SplatSuRe: Selective Super-Resolution for Multi-view Consistent 3D Gaussian Splatting
Pranav Asthana, Alex Hanson, Allen Tu, Tom Goldstein, Matthias Zwicker, Amitabh Varshney
TL;DR
SplatSuRe tackles the problem of generating high-resolution, multi-view-consistent renders from low-resolution inputs in 3D Gaussian Splatting. It introduces a geometry-aware, selective SR framework that computes a per-Gaussian fidelity score and per-view weight maps to constrain SR supervision to undersampled regions, thereby avoiding view-inconsistent artifacts.

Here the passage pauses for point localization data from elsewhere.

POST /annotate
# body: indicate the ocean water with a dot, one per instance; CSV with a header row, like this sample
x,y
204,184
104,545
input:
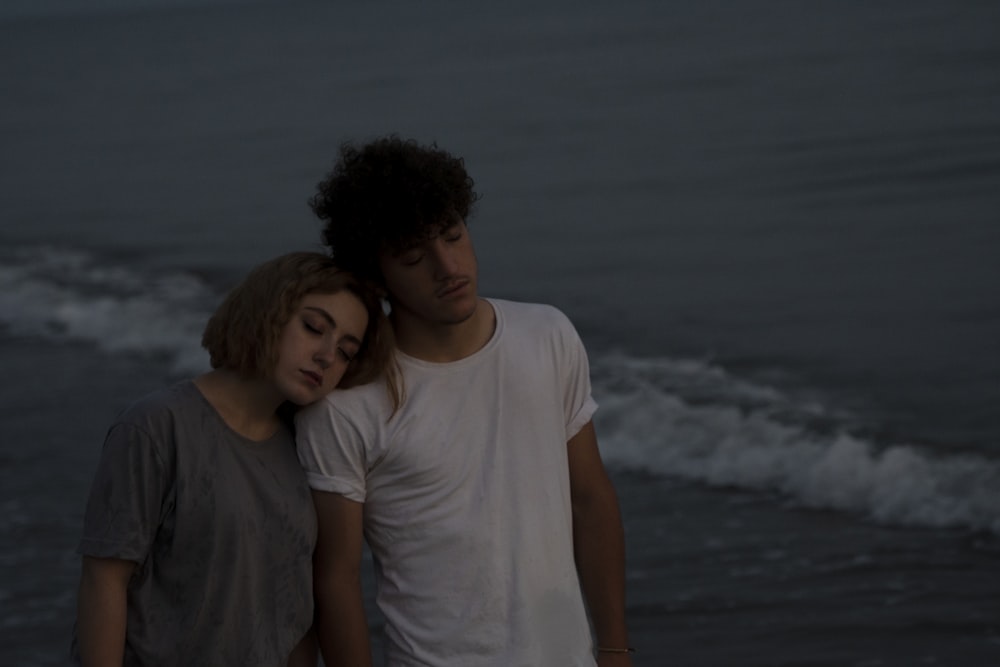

The method couples LR supervision with selectively weighted SR losses and demonstrates state-of-the-art performance across major datasets, with notable gains in foreground detail and cross-view consistency. This selective approach enables sharper, more realistic renders without compromising the underlying 3DGS pipeline or requiring additional neural components.
Abstract
3D Gaussian Splatting (3DGS) enables high-quality novel view synthesis, motivating interest in generating higher-resolution renders than those available during training. A natural strategy is to apply super-resolution (SR) to low-resolution (LR) input views, but independently enhancing each image introduces multi-view inconsistencies, leading to blurry renders. Prior methods attempt to mitigate these inconsistencies through learned neural components, temporally consistent video priors, or joint optimization on LR and SR views, but all uniformly apply SR across every image. In contrast, our key insight is that close-up LR views may contain high-frequency information for regions also captured in more distant views, and that we can use the camera pose relative to scene geometry to inform where to add SR content. Building from this insight, we propose SplatSuRe, a method that selectively applies SR content only in undersampled regions lacking high-frequency supervision, yielding sharper and more consistent results. Across Tanks & Temples, Deep Blending and Mip-NeRF 360, our approach surpasses baselines in both fidelity and perceptual quality. Notably, our gains are most significant in localized foreground regions where higher detail is desired.